RECENSIONE DI… “LE TRE GHINEE” DI VIRGINIA WOOLF

Salve lettori, buon sabato. Questa mattina sono qui per parlarvi di un’opera particolarmente complessa frutto della penna di un’autrice che, come sapete, apprezzo molto. Mi riferisco a “Le tre ghinee” di Virginia Woolf (Feltrinelli).

L’autrice immagina di aver ricevuto tre lettere nelle quali i mittenti le chiedono un aiuto economico per risolvere tre grandi problemi: la prevenzione della guerra; la ricostruzione di un college femminile e il sostegno alle donne che decidono di avviare una professione in proprio. Nelle risposte la Woolf riflette sulla condizione femminile del tempo inserita nel contesto sociale, economico e religioso arrivando ad affermare che esiste un nesso tra il sistema patriarcale che ha escluso le donne dalla vita pubblica e il totalitarismo e la guerra.

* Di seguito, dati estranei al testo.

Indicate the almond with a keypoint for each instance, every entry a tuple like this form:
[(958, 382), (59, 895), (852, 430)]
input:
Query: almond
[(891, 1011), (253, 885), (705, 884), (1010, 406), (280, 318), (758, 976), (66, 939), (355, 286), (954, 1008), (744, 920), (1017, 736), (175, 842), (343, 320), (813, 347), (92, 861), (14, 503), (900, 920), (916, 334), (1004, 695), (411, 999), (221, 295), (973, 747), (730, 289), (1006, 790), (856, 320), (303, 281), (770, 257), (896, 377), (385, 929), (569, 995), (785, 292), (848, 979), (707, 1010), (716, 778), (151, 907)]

“Da tutto ciò sembra si debba dedurre un fatto indisputabile: che “noi” – intendendo con “noi” l’intero organismo costituito da corpo, cervello e spirito, memoria e tradizione – dobbiamo necessariamente differire per qualche fondamentale aspetto da “voi”, il cui corpo, cervello e spirito hanno ricevuto un tirocinio tanto diverso e sono influenzati in modo tanto diverso dalla memoria e dalla tradizione. Pur vedendo il medesimo mondo, lo vediamo con occhi diversi. L’aiuto che vi possiamo dare sarà diverso e forse appunto per la sua diversità potrà avere qualche valore.”

Pubblicato nel 1938, il saggio si configura come un’opera femminista. Nelle tre immaginarie lettere, infatti, l’autrice pone il punto focale proprio sulle donne, desiderose di divenire creature attive in un mondo che le pone da parte.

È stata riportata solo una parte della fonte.